Bonny durfte endlich in die Schule gehen. Dort mußte er still auf einem Ast sitzen, zuhören, was die Lehrerin zu sagen hatte und es sich tagelang merken. So etwas war er von zu Hause nicht gewöhnt, deshalb verließ er oft den Ast und tummelte sich auf anderen Bäumen. Das war ein schönes Leben, nur seine Mutter war damit nicht einverstanden und schimpfte viel mit ihm.

Da er in der Schule nicht genug lernte, und die Streitereien zu Hause nicht aufhörten, wurde er in eine Familie gebracht, in der schon andere kleine Eichhörnchen mit ähnlichen Schwierigkeiten wohnten. Dort gehörte er zu den schlauesten und fühlte sich als der allerschlaueste. Es gefiel ihm sehr, daß er nun in einer richtigen Familie lebte mit Haus und Garten und allerlei Tieren. Er ging sogar regelmäßig zur Schule und las viele kluge Bücher.

Allerdings sollte er allmählich erwachsen werden. Das paßte ihm nicht, denn er hatte gesehen, daß die netten Erwachsenen viel arbeiten müssen und man sich auf die anderen nicht verlassen kann.

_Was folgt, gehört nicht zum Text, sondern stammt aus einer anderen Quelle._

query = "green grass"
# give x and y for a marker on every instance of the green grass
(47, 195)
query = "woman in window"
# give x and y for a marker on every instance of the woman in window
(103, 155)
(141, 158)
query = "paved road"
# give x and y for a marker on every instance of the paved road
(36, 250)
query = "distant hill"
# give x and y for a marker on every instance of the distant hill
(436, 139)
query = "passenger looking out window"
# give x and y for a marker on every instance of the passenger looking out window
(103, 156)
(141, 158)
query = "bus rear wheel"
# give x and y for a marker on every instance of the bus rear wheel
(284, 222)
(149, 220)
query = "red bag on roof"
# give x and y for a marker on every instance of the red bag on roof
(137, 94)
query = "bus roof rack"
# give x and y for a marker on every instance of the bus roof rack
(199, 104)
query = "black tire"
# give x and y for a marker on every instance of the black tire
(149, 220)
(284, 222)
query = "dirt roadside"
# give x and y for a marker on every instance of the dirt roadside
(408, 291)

Außerdem wußte er nicht, ob er lieber ein Männchen oder ein Weibchen werden sollte, fand keinen richtigen Freund und keine richtige Freundin. Er war mit sich gar nicht zufrieden und fing wieder an, die Schule zu schwänzen. Das machte auch die Eichhörnchen unzufrieden, bei denen er wohnte, und natürlich die Lehrer in der Schule.

Seine Mutter war in jener Zeit sehr krank geworden und starb, ohne ihr Blondhörnchen noch einmal gesehen zu haben. Da er niemanden kannte, den er lieb hatte und der ihn lieb hatte, sprang er eines Morgens in die weite Welt. Dort lernte er, freundlich zu sein, fleißig zu arbeiten und daß man sich nicht aussuchen kann, ob man ein Weibchen oder ein Männchen ist. Bald fand er ein hübsches Eichhornmädchen, das ihn gern hatte und für das er täglich schöne runde Nüsse sammelte.